Monterrey tiene una relación histórica con el automovilismo que va mucho más allá de la afición. El Autódromo Monterrey, los campeonatos nacionales, el talento de pilotos regiomontanos y distintas exhibiciones internacionales han convertido a la ciudad en uno de los puntos más importantes del deporte motor en México.

El Autódromo Monterrey
El circuito ubicado en Apodaca abrió sus puertas en 1970 y con el paso del tiempo se convirtió en sede de competencias de distintas categorías. Su trazado y el óvalo conocido popularmente como “El Frijol” han sido parte de numerosas etapas del automovilismo regional y nacional.
En sus instalaciones han corrido categorías como NASCAR México y Fórmula 4, además de pilotos que desarrollaron buena parte de su carrera en el norte del país.

Monterrey y la Fórmula 1
La Fórmula 1 en México ha tenido como escenario principal a la Ciudad de México, pero Monterrey también ha mantenido una relación cercana con la máxima categoría. Esteban Gutiérrez, originario de la ciudad, llegó a competir en Fórmula 1 después de iniciar su trayectoria en el karting y avanzar por categorías internacionales.

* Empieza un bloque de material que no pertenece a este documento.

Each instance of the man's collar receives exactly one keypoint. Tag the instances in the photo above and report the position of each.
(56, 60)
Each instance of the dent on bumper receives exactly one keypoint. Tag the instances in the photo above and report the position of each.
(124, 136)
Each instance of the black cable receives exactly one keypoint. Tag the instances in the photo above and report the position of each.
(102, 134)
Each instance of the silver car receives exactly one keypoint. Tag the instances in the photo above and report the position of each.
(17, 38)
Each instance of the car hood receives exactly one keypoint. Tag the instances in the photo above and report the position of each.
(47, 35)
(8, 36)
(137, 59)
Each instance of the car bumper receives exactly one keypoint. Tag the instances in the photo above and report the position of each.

Además, Parque Fundidora recibió una exhibición de Fórmula 1 de Red Bull Racing. Este tipo de eventos mostró el interés de los aficionados regiomontanos y la capacidad de la ciudad para reunir a miles de personas alrededor del deporte motor.

¿Podría existir un Gran Premio en Monterrey?

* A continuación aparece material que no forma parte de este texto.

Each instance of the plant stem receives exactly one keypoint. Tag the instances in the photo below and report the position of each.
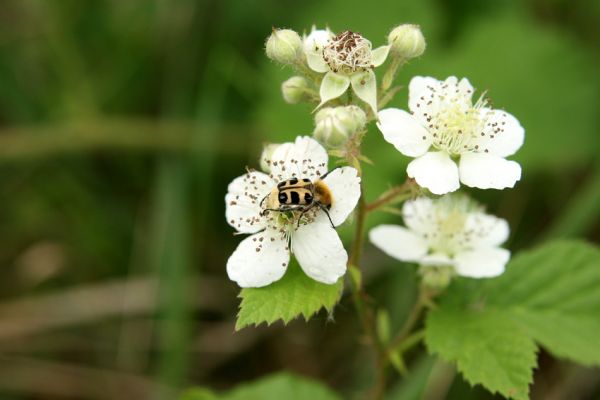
(401, 192)
(404, 334)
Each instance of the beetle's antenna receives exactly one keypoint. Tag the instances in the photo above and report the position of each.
(327, 173)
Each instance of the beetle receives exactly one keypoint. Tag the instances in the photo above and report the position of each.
(301, 195)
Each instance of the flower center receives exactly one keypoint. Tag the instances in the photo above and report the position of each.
(287, 222)
(456, 126)
(449, 234)
(348, 52)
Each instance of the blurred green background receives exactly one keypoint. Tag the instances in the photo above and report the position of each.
(121, 124)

Organizar una fecha oficial requiere infraestructura homologada, inversión, logística, seguridad, acuerdos comerciales y una operación de gran escala. Por ello, aunque la pasión existe, una carrera oficial implica condiciones muy distintas a las de una exhibición.
Lo que sí permanece es una comunidad automotriz activa, un autódromo con décadas de historia y una ciudad que continúa produciendo pilotos y aficionados. Monterrey mantiene así un lugar relevante dentro del automovilismo mexicano.